2 M. JONJIC : [interprétation] Monsieur le Président, je me rends bien compte

3 que le temps court, mais bon, d'accord, je vais me limiter à deux ou trois

4 questions, si vous me le permettez, mais j'avais prévu d'en poser beaucoup

5 plus.

6 LE TÉMOIN : [interprétation] Je vous prie de m'excuser, Monsieur le

7 Président, mais il faut vraiment que j'aille aux toilettes. Cela fait un

8 moment que je supporte et je ne peux plus supporter.

9 M. LE JUGE ANTONETTI : On va faire une interruption de dix minutes, le

10 temps qu'il aille aux toilettes.

11 --- L'audience est suspendue à 14 heures 18.

12 --- L'audience est reprise à 14 heures 28.

13 M. LE JUGE ANTONETTI : Bien.

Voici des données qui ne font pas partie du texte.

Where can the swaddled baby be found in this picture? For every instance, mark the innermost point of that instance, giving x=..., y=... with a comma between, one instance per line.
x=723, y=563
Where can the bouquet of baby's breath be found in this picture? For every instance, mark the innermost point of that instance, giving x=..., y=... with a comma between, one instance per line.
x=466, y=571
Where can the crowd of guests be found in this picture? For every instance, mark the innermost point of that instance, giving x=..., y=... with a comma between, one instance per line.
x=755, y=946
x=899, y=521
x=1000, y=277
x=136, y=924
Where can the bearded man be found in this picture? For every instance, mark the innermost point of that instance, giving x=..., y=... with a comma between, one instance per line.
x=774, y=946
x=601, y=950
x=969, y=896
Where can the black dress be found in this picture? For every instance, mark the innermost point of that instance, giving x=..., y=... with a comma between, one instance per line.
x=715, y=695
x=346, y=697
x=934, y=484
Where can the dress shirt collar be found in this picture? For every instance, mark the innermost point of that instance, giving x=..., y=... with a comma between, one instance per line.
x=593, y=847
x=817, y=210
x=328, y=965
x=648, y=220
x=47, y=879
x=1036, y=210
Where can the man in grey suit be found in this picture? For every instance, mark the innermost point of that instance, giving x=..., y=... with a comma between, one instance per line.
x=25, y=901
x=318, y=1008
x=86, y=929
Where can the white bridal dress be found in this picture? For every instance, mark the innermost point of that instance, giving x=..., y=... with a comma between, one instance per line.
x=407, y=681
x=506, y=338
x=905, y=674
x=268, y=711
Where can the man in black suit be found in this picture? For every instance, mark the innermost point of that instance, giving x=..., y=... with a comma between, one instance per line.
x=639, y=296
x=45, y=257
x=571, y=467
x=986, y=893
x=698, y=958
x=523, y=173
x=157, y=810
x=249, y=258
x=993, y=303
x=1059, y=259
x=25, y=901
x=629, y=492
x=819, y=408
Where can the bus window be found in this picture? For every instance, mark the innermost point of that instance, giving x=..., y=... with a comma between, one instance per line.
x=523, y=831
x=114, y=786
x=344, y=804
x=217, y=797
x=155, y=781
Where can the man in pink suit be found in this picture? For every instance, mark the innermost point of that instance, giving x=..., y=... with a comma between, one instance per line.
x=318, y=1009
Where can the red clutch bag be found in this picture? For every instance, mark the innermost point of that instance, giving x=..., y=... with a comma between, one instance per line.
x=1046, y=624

En raison de la bande, il nous reste dix

14 minutes de bande, donc je donne cinq minutes à Me Jonjic, et sept minutes à

15 Me Ibrisimovic. Allez-y.

16 M. JONJIC : [interprétation] Merci, Monsieur le Président.

17 Contre-interrogatoire par M. Jonjic :

18 Q. [interprétation] J'ai deux ou trois questions à vous poser au nom de M.

19 Valentin Coric. Si vous répondez rapidement, nous en aurons terminé dans

20 cinq minutes. Votre unité de sapeurs-pompiers faisait partie de la

21 protection civile, n'est-ce pas ?

22 R. Oui.

23 Q. A l'époque, en temps de menace imminente de guerre ou en temps de

24 guerre, quelle est la position, sur un plan juridique, de la protection

25 civile ? Quel est son rapport avec les autorités ?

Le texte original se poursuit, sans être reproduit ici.